DXは流行ツールの導入ではなく、現場業務、データ、権限、KPI、投資判断をつなぐ実装計画である。

GXOは最初から大規模刷新するより、棚卸し、優先順位付け、小さな実装、効果測定を繰り返すべきだと見る。

GXOは、DX成熟度診断、業務棚卸し、ロードマップ、AI/システム実装まで支援します。記事のテーマを単なる情報収集で終わらせず、相談、診断、要件定義、実装、運用改善に接続することで、DX診断、要件定義、システム開発、AI活用支援へ接続。さらに、短期診断から段階実装に進め、継続支援へ展開。

実行までの進め方

  1. 現在の業務、データ、ツール、担当者を棚卸しする
  2. 売上拡大、工数削減、リスク低減のどれに効くテーマかを決める
  3. 初期対応、90日以内の改善、半年以上の投資を分ける
  4. 必要な社内体制、外部支援、予算、セキュリティ確認を整理する
  5. 小さく検証し、効果測定後に本番化や横展開を判断する

FAQ

まず何から確認すべきですか?

最初に確認すべきなのは、対象業務、対象データ、責任者、判断期限です。

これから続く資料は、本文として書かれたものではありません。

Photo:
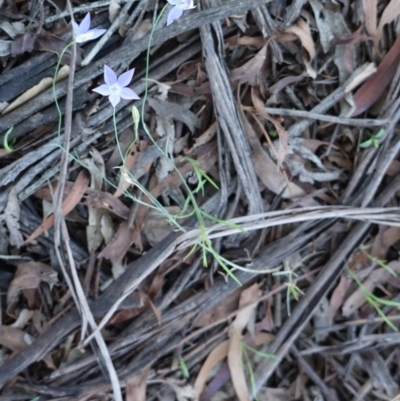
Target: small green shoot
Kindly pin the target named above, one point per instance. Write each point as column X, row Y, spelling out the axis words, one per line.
column 202, row 176
column 244, row 348
column 292, row 289
column 184, row 369
column 375, row 301
column 7, row 147
column 373, row 139
column 380, row 262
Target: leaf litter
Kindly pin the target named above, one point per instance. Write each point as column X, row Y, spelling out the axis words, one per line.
column 250, row 112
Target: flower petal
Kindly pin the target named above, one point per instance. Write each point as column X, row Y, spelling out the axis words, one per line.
column 127, row 93
column 185, row 4
column 126, row 78
column 174, row 14
column 76, row 28
column 110, row 77
column 85, row 24
column 114, row 99
column 104, row 90
column 95, row 33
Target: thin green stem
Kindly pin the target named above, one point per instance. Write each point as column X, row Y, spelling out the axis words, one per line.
column 54, row 85
column 116, row 139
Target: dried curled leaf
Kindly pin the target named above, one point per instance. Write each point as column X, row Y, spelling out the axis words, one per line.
column 28, row 276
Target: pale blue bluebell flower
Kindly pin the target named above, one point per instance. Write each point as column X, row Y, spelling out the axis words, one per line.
column 177, row 11
column 115, row 88
column 83, row 33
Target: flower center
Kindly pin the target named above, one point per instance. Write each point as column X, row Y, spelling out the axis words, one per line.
column 115, row 89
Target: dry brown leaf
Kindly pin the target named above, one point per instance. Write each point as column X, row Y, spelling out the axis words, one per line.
column 247, row 305
column 277, row 394
column 385, row 238
column 267, row 170
column 283, row 135
column 14, row 339
column 205, row 137
column 113, row 10
column 28, row 276
column 91, row 198
column 12, row 216
column 302, row 31
column 214, row 357
column 374, row 87
column 31, row 93
column 23, row 318
column 370, row 15
column 178, row 112
column 338, row 295
column 219, row 311
column 250, row 71
column 391, row 12
column 156, row 227
column 68, row 204
column 136, row 386
column 119, row 245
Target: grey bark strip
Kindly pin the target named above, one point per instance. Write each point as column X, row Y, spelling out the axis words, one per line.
column 305, row 309
column 227, row 113
column 127, row 54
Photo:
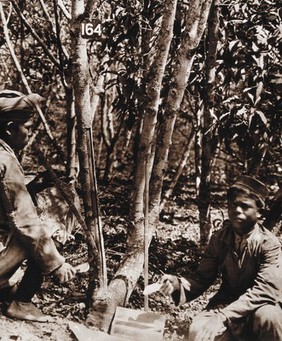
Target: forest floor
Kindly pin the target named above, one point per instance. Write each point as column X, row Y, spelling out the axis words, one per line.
column 174, row 249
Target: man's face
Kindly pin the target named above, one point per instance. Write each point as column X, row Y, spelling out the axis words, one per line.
column 243, row 213
column 19, row 135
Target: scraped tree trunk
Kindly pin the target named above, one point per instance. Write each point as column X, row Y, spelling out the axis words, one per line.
column 81, row 86
column 182, row 164
column 120, row 288
column 209, row 141
column 196, row 19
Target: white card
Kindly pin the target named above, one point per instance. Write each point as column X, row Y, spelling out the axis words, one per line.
column 151, row 288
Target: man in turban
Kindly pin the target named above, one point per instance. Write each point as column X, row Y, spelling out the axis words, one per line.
column 22, row 233
column 247, row 305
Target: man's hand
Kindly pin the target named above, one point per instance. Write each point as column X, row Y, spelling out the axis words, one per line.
column 64, row 273
column 169, row 284
column 214, row 327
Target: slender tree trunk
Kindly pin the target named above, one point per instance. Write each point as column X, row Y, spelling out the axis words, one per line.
column 81, row 86
column 196, row 20
column 209, row 141
column 182, row 164
column 72, row 164
column 121, row 286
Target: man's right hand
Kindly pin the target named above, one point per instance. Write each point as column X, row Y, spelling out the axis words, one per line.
column 169, row 284
column 64, row 273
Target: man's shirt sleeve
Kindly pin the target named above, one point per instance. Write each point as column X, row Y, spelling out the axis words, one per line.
column 267, row 285
column 203, row 278
column 23, row 218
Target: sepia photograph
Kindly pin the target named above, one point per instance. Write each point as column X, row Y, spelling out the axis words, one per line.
column 140, row 170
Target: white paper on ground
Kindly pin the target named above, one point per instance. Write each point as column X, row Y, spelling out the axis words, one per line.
column 151, row 288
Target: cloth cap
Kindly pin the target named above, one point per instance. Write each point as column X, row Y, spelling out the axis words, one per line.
column 253, row 185
column 15, row 106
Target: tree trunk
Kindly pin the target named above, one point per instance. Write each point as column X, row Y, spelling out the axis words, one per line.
column 182, row 164
column 196, row 19
column 209, row 141
column 81, row 86
column 121, row 286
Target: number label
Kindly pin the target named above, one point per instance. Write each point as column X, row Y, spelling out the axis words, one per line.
column 91, row 29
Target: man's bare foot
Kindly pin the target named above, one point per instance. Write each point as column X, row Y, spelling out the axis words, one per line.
column 27, row 311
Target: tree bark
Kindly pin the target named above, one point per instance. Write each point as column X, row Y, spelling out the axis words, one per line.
column 209, row 141
column 196, row 20
column 81, row 86
column 120, row 288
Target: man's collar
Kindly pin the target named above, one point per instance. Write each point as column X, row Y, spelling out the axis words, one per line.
column 6, row 147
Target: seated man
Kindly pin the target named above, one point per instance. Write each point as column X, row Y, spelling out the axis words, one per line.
column 248, row 257
column 22, row 233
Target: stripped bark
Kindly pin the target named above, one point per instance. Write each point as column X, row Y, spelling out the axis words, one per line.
column 181, row 166
column 196, row 19
column 81, row 86
column 209, row 141
column 129, row 271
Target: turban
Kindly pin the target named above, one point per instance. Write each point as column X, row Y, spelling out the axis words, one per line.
column 253, row 186
column 15, row 106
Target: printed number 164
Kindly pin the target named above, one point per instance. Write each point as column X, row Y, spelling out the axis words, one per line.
column 91, row 29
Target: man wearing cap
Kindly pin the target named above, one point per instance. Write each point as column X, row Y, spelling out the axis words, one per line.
column 22, row 233
column 247, row 305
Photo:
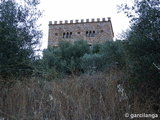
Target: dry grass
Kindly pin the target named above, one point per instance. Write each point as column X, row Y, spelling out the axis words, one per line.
column 86, row 97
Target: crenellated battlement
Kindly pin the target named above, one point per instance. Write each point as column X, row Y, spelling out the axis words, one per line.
column 80, row 21
column 92, row 30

情報収集だけで終えると、導入可否や対応優先順位を決められません。

社内だけで進めるべきですか?

既存業務の棚卸しは社内で進められます。ただし、要件定義、セキュリティ、費用対効果、ベンダー比較が絡む場合は、外部視点を入れた方が手戻りを抑えやすくなります。

GXOにはどの段階で相談できますか?

構想段階、予算化前、RFP作成前、既存システムの見直し段階から相談できます。現状棚卸し、業務改善、AI/DXロードマップ、実装優先順位の相談を入口に、実装や運用改善まで整理できます。

参考情報

  • 制度、価格、仕様、脆弱性、法務、セキュリティに関する判断は、公開時点の公式情報と一次情報を確認したうえで更新してください。